# DISH is blacking out MLB Bost/Balt game tonight



## billmarc (Oct 17, 2002)

So why is DISH blacking out the Boston/Baltimore game on MLB network? I cannot find an alternate channel for the game and since I live in Indiana, there is NO way that NESN will be freed up to watch it. AT&T U-Verse is showing the game on MLB net and of course so is Directv.


----------



## John W (Dec 20, 2005)

billmarc said:


> So why is DISH blacking out the Boston/Baltimore game on MLB network? I cannot find an alternate channel for the game and since I live in Indiana, there is NO way that NESN will be freed up to watch it. AT&T U-Verse is showing the game on MLB net and of course so is Directv.


In the clear here now, maybe out of the 3-hour zone.


----------



## Rduce (May 16, 2008)

In the clear in Michigan...


----------



## BillJ (May 5, 2005)

If you're a Boston fan probably best you didn't see it.


----------



## Steve_53 (Jul 6, 2005)

BillJ said:


> If you're a Boston fan probably best you didn't see it.

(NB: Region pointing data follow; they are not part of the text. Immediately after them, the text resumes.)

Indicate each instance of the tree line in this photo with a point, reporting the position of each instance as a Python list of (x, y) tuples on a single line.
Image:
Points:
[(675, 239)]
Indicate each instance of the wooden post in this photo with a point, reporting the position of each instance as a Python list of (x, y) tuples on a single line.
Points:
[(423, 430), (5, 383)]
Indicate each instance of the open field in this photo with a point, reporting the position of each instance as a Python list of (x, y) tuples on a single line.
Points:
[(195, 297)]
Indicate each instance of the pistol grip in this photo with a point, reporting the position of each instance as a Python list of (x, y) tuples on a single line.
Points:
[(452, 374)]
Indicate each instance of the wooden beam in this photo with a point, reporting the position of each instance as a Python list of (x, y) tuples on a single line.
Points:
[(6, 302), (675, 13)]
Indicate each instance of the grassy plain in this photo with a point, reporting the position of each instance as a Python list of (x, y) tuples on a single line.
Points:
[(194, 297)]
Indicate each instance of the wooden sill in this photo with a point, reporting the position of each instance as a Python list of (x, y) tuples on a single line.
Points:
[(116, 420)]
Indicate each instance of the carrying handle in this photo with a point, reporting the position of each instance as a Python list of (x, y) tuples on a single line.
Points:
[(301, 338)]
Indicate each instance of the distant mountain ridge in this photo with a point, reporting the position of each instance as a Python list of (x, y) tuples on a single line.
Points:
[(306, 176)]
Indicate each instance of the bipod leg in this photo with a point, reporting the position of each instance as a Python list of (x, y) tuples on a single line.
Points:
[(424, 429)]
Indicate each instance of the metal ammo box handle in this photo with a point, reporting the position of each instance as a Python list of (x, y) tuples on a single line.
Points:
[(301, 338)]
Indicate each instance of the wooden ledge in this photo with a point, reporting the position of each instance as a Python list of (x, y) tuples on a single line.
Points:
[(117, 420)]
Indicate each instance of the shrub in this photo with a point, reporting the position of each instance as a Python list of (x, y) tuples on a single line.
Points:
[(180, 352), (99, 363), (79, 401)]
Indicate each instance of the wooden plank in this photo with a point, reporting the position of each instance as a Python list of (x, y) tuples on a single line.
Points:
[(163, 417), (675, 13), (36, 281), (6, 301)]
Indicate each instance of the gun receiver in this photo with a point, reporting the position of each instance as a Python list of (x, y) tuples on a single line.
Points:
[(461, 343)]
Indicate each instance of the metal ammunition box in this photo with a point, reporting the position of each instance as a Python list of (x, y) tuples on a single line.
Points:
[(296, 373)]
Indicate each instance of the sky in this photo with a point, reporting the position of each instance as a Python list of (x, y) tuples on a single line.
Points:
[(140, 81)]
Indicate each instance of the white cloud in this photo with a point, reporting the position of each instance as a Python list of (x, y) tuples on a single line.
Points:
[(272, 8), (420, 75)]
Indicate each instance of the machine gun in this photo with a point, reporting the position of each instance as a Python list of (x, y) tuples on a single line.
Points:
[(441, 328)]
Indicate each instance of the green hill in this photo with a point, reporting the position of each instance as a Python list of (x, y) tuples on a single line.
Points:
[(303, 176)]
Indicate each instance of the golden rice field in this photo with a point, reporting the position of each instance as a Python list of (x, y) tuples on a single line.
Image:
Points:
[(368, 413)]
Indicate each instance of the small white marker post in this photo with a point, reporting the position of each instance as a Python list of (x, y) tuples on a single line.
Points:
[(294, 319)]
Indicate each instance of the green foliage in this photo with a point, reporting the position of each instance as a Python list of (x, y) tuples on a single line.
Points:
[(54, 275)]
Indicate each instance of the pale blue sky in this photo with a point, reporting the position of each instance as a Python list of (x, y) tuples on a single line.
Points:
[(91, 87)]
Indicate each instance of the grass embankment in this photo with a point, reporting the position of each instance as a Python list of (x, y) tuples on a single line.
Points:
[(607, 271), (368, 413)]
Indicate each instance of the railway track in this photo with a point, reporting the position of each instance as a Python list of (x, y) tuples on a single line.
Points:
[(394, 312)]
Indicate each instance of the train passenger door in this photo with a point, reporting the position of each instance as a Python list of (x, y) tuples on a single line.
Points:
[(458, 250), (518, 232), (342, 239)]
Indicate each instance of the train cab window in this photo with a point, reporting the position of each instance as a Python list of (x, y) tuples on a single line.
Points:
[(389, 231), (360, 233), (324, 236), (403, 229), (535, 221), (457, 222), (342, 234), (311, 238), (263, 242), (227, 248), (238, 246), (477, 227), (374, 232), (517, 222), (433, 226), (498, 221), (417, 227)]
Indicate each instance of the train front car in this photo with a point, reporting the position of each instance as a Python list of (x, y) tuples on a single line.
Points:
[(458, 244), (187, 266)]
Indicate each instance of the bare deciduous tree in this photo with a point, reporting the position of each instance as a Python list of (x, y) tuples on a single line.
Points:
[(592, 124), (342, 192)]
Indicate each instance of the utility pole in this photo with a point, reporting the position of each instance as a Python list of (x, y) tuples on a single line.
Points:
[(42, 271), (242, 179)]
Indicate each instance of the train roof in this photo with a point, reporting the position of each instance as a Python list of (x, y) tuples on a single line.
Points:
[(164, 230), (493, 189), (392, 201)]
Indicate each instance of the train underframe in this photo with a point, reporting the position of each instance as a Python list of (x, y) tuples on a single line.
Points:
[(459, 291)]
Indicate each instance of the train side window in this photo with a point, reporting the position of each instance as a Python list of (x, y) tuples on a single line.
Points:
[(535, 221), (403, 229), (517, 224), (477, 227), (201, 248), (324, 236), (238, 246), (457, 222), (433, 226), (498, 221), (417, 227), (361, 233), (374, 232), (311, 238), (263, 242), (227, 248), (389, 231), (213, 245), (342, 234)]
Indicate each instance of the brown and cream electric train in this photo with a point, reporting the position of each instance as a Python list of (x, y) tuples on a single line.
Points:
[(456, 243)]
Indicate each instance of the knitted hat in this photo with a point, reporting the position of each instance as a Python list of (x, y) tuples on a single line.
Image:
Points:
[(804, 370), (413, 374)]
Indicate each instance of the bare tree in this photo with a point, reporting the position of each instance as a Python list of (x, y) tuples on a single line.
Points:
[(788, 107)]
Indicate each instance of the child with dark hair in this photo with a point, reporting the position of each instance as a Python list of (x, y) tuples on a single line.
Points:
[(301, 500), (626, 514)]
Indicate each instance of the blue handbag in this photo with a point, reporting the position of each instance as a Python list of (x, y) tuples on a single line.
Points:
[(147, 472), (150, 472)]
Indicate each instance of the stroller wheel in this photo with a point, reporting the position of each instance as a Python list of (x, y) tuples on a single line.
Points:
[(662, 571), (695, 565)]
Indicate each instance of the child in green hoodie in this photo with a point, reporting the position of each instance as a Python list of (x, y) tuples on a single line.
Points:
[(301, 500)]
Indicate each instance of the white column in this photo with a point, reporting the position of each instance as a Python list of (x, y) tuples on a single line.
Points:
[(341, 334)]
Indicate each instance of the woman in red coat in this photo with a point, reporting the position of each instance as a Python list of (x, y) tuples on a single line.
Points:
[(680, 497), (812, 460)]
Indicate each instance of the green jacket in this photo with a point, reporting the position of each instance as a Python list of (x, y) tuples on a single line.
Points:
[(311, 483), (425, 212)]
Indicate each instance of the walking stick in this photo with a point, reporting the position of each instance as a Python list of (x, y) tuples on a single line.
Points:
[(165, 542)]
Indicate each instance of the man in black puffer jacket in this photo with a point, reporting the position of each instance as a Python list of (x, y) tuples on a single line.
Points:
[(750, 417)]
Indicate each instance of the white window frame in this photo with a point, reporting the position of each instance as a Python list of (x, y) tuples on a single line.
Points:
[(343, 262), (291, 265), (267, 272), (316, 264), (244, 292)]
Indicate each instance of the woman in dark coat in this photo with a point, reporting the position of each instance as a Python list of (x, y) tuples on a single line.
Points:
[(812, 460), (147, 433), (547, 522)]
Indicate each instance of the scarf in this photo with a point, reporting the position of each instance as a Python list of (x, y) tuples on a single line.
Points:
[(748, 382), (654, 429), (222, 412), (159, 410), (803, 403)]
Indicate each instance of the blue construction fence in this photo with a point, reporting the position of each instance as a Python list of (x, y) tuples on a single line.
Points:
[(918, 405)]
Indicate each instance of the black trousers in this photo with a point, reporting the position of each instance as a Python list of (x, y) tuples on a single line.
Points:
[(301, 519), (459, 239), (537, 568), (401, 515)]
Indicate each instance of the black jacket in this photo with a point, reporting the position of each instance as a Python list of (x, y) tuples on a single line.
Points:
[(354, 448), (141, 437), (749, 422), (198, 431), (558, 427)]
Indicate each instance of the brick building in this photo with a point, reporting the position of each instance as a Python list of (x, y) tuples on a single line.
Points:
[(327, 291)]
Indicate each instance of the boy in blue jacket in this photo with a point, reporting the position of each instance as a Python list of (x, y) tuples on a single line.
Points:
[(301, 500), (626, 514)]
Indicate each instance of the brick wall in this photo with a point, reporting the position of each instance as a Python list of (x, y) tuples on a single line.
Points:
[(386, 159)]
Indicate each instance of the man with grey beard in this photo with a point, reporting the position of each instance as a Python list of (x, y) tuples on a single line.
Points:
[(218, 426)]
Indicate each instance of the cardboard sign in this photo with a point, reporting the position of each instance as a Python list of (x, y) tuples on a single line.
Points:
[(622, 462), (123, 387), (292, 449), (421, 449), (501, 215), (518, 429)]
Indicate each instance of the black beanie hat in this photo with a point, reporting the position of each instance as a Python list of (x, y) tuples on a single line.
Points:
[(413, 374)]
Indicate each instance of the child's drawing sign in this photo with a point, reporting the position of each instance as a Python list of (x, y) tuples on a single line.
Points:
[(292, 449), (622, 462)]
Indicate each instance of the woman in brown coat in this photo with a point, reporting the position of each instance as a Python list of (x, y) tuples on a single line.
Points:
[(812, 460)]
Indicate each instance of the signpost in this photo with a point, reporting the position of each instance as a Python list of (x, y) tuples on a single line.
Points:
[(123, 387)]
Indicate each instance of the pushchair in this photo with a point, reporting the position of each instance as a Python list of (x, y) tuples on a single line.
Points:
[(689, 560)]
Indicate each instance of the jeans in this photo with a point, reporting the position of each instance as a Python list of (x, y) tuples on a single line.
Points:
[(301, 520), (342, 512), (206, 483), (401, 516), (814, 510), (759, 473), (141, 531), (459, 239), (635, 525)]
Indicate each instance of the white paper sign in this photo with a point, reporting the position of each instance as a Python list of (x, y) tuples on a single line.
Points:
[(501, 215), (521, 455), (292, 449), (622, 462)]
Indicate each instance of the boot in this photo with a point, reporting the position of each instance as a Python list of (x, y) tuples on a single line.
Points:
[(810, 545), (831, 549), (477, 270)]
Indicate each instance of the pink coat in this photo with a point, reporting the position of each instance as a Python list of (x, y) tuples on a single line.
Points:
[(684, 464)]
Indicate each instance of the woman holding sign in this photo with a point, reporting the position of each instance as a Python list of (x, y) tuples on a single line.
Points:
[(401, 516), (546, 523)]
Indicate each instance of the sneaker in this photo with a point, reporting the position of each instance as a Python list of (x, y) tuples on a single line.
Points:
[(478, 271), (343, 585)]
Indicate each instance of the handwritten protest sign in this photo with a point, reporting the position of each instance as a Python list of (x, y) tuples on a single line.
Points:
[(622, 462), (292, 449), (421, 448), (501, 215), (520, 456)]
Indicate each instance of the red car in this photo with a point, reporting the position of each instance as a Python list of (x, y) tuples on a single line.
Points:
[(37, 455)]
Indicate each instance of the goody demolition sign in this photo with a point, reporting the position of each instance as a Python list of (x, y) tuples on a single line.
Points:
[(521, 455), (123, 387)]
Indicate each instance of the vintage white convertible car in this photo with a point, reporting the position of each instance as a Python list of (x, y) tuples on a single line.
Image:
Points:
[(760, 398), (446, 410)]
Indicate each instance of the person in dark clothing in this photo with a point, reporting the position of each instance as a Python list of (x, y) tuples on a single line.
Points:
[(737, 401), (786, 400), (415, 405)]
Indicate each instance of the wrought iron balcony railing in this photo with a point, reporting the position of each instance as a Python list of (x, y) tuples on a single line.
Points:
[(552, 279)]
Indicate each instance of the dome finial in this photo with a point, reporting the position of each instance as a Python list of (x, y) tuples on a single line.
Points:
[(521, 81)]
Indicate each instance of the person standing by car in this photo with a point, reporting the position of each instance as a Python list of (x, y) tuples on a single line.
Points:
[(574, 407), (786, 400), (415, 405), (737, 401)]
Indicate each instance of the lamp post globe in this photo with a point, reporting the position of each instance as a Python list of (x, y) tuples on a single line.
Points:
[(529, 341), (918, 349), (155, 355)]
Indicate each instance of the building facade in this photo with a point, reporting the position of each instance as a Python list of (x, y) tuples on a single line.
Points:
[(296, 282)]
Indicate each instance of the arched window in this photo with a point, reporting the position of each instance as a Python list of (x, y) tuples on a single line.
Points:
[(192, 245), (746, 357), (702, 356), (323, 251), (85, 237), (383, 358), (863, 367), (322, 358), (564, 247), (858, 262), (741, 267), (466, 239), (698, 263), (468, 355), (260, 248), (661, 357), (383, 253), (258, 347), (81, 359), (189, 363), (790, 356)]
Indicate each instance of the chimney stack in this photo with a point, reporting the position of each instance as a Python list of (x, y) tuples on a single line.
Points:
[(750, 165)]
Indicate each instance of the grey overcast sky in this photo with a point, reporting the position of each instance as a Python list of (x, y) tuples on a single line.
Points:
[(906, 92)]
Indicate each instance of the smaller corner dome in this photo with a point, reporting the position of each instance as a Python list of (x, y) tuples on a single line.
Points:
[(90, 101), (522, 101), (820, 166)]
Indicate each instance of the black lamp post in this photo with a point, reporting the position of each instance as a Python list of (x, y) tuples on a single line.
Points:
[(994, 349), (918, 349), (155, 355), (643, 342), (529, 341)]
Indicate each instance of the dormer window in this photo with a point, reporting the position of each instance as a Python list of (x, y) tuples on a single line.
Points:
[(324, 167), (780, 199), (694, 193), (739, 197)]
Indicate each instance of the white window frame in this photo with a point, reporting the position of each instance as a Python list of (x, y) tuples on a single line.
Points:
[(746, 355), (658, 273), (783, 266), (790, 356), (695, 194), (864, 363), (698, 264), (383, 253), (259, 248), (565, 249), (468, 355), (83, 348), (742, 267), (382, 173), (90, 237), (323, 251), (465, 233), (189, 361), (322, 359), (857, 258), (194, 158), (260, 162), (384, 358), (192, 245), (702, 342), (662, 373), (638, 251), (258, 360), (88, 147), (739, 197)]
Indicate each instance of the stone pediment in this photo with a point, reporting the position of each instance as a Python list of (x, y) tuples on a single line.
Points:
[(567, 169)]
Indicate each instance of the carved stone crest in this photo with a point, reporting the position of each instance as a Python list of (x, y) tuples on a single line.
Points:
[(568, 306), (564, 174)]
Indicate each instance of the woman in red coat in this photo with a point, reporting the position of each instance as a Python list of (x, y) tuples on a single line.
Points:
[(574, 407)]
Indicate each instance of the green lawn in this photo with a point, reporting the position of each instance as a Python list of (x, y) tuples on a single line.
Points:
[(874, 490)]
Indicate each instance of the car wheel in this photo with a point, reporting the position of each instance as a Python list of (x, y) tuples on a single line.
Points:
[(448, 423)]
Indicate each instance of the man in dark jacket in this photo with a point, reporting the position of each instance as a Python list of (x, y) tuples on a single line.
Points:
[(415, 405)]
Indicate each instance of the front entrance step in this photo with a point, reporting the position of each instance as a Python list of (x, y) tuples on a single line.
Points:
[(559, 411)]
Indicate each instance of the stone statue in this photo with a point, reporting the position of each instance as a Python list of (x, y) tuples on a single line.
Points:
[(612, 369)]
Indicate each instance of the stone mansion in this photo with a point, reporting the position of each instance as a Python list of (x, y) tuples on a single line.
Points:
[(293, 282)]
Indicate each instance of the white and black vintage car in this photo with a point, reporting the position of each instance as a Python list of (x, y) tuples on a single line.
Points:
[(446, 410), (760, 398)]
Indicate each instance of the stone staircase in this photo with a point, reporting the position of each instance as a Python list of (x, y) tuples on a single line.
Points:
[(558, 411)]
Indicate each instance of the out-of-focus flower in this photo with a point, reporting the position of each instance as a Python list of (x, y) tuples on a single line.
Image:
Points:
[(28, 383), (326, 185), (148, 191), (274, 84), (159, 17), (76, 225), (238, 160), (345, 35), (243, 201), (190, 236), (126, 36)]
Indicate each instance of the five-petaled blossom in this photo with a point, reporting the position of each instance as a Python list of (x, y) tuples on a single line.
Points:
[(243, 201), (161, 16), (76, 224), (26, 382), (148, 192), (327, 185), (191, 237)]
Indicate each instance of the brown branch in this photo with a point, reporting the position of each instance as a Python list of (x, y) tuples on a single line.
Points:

I am, and I'm sorry to say, I did.


----------



## coldsteel (Mar 29, 2007)

billmarc said:


> So why is DISH blacking out the Boston/Baltimore game on MLB network? I cannot find an alternate channel for the game and since I live in Indiana, there is NO way that NESN will be freed up to watch it. AT&T U-Verse is showing the game on MLB net and of course so is Directv.


It's because Dish does not yet carry the ALT feed for MLB, so they only have one feed from MLBN. So, in your area, MLB designated the other game they had as the 'primary', blacking you out for BOS-BAL on 153. It sucks, but, hopefully, Dish gets that ALT active for next season.


----------



## epokopac (Aug 8, 2007)

coldsteel said:


> It's because Dish does not yet carry the ALT feed for MLB, so they only have one feed from MLBN. So, in your area, MLB designated the other game they had as the 'primary', blacking you out for BOS-BAL on 153. It sucks, but, hopefully, Dish gets that ALT active for next season.


It was in the clear in Atlanta as well (it gets depressing watching the Braves lose night after night ) It was a nice surprise! Looks like it wasn't that hard for MLBN to "open up" the alt BOS/BAL feed for those in ATL and I would imagine PHL that use Dish. I'd still like to see the MLBN ALT channel active next year.


----------